Aujourd'hui, selon des dernières données communiquées par les autorités officielles, 126.219 tests ont été réalisés entre le 31 août et le 6 septembre. Parmi eux, 1,2% étaient positifs. En Belgique, durant cette même période, 150.176 tests ont été effectués. Le taux moyen de positivité était de 2,6%.
"La raison pour laquelle nous avons une transmission relativement faible maintenant est en grande partie due au fait que beaucoup de Stockholmois suivent les recommandations de rester chez soi quand on est malade, de se laver les mains et de garder ses distances", a déclaré Per Follin, responsable du département de contrôle et de prévention des maladies transmissibles de Stockholm.
Bilan (données enregistrées le 14/09 par le Centre européen de prévention et de contrôle des maladies - ECDC)
Avec plus de 5.846 morts et 86.505 cas confirmés par un test depuis le début de l'épidémie, la Suède est parmi les pays les plus touchés relativement à sa population. Le taux de contamination pour 100.000 habitants est de 22,7. Le taux de mortalité s'élève à 57,1 pour 100.000 habitants. La Suède est le 12e pays du monde le plus touché par la pandémie de coronavirus, proportionnellement à la population respective.
A titre de comparaison, la Belgique enregistre 93.455 cas confirmés par un test depuis le début de l'épidémie. On enregistre 9.925 décès dont 3.600 cas possibles. Le pays affiche un taux de contamination de 70,6.9. Le taux de mortalité de la Belgique s'élève à 86 pour 100.000 habitants.

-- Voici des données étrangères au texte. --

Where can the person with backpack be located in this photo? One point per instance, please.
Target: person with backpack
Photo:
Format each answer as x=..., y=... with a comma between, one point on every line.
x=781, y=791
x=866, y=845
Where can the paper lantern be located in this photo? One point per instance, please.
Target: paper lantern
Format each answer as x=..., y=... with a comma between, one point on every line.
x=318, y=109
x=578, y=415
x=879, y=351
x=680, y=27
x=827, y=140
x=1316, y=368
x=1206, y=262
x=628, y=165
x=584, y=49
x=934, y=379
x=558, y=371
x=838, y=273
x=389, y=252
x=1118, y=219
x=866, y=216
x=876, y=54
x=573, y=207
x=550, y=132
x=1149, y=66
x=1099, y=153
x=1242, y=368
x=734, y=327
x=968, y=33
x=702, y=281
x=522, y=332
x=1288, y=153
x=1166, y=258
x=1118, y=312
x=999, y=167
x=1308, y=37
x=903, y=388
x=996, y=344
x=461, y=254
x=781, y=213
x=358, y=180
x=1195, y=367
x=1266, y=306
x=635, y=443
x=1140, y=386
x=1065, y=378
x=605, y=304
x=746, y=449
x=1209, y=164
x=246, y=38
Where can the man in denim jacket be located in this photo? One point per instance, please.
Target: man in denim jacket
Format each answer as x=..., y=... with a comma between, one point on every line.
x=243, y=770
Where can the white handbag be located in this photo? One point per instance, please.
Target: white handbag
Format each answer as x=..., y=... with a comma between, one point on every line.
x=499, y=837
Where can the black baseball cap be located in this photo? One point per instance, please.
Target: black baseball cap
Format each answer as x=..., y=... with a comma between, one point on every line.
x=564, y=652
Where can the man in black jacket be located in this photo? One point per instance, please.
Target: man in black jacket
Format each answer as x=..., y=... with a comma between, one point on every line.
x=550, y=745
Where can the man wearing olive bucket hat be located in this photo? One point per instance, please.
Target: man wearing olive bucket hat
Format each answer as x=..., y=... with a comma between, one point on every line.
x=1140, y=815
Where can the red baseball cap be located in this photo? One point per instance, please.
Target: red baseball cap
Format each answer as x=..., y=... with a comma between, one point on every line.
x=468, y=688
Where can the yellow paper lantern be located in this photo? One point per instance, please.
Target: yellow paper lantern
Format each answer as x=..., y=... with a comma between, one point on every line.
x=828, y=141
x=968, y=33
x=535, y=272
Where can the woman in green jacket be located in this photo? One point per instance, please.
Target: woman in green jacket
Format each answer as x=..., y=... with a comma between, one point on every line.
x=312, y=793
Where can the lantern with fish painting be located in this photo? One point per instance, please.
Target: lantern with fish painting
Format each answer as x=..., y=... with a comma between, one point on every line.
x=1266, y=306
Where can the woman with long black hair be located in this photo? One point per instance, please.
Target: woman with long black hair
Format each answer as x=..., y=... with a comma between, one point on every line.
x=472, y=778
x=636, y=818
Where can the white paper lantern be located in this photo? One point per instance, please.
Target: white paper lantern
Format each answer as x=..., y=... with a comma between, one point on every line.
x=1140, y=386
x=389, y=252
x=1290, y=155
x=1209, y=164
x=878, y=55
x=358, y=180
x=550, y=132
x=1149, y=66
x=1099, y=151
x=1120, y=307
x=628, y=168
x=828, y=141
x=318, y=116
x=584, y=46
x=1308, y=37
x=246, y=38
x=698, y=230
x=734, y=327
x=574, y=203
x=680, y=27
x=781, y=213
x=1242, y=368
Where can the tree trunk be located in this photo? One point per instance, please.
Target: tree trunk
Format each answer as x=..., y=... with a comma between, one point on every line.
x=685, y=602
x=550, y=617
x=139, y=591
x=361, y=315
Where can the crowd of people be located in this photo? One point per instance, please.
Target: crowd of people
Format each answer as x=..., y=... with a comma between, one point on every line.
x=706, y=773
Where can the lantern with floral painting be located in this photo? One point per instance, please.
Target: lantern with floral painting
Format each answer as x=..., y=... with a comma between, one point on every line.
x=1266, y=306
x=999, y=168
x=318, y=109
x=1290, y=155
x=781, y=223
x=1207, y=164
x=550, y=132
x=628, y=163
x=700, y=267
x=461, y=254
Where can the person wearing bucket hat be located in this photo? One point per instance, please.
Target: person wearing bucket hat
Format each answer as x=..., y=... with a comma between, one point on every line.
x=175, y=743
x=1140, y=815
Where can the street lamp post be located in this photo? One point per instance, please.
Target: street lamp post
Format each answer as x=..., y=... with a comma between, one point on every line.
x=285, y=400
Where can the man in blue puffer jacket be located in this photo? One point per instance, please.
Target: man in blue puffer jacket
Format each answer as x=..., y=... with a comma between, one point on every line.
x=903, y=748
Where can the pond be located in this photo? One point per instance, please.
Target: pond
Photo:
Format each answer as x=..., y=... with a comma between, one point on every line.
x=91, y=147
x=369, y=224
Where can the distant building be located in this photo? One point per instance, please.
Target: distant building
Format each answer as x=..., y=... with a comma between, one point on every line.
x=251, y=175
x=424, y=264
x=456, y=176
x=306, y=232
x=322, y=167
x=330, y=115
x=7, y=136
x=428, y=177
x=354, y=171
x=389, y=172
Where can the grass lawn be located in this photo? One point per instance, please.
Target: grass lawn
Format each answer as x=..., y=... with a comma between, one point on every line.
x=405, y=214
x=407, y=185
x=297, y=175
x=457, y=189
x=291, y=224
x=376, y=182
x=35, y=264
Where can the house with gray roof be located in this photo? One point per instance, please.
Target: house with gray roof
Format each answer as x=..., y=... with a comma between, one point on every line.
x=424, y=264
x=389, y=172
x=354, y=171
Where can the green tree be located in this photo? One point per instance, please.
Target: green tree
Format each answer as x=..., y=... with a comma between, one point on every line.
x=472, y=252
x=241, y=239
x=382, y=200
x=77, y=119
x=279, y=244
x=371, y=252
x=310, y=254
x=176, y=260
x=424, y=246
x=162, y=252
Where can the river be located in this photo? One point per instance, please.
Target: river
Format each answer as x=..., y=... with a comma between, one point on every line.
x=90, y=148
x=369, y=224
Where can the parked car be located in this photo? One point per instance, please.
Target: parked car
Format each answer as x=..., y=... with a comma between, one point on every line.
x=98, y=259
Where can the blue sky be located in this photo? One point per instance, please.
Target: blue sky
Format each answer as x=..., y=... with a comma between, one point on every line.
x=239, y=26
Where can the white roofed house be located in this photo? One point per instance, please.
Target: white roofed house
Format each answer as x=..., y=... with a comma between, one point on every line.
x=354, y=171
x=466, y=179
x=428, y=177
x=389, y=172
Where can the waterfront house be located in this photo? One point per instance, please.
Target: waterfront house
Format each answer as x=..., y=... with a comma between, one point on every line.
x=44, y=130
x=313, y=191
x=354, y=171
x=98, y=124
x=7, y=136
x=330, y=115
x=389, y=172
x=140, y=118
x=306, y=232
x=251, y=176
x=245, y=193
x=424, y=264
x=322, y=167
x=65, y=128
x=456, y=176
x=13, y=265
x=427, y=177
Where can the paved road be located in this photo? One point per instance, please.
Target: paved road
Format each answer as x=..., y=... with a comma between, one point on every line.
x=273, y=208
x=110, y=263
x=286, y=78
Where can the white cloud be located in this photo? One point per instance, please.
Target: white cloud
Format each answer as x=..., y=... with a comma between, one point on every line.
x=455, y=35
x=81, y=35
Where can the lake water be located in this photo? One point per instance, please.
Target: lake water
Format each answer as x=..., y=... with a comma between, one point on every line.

Pourtant, selon l'épidémiologiste Marius Gilbert, la comparaison des bilans humains entre les deux pays n'est pas pertinente. "En Belgique, on a un certain nombre de facteurs de risques qui font que notre pays est assez vulnérable, ce qui explique que l’on ait eu autant de décès. Par contre, il est intéressant de le comparer à celui des pays voisins, qui eux, ont confiné. En Suède, le taux de mortalité est entre 5 et 10 fois plus important que la Norvège, le Danemark et la Finlande qui sont des pays assez proches. Le bilan suédois doit être mis en contexte", nous éclaire-t-il.
La Suède a-t-elle avancé dans son immunité collective?
En n'instaurant pas de confinement à sa population, la Suède aurait dû permettre une plus grande circulation du virus. Pourtant, selon les données collectives, le pays est loin d'avoir acquis une immunité collective. "Ils ne sont pas du tout à l’immunité collective. Les données dont on dispose pour le moment montrent que dans les régions rurales, 5 à 6% des personnes ont des anticorps, et avec des pics qui vont jusque 20% dans certains quartiers de Stockholm. Leur stratégie n’a pas amené à une immunité qui soit significativement plus élevée qu’ailleurs. En tout cas, rien ne le montre pour le moment. Compte tenu des modes de vie suédois et le fait que les gens aient beaucoup plus adhéré aux recommandations faites, combiné à une densité de population plus faible, on voit que la maladie n’a pas beaucoup plus circulé qu’ailleurs", justifie Marius Gilbert.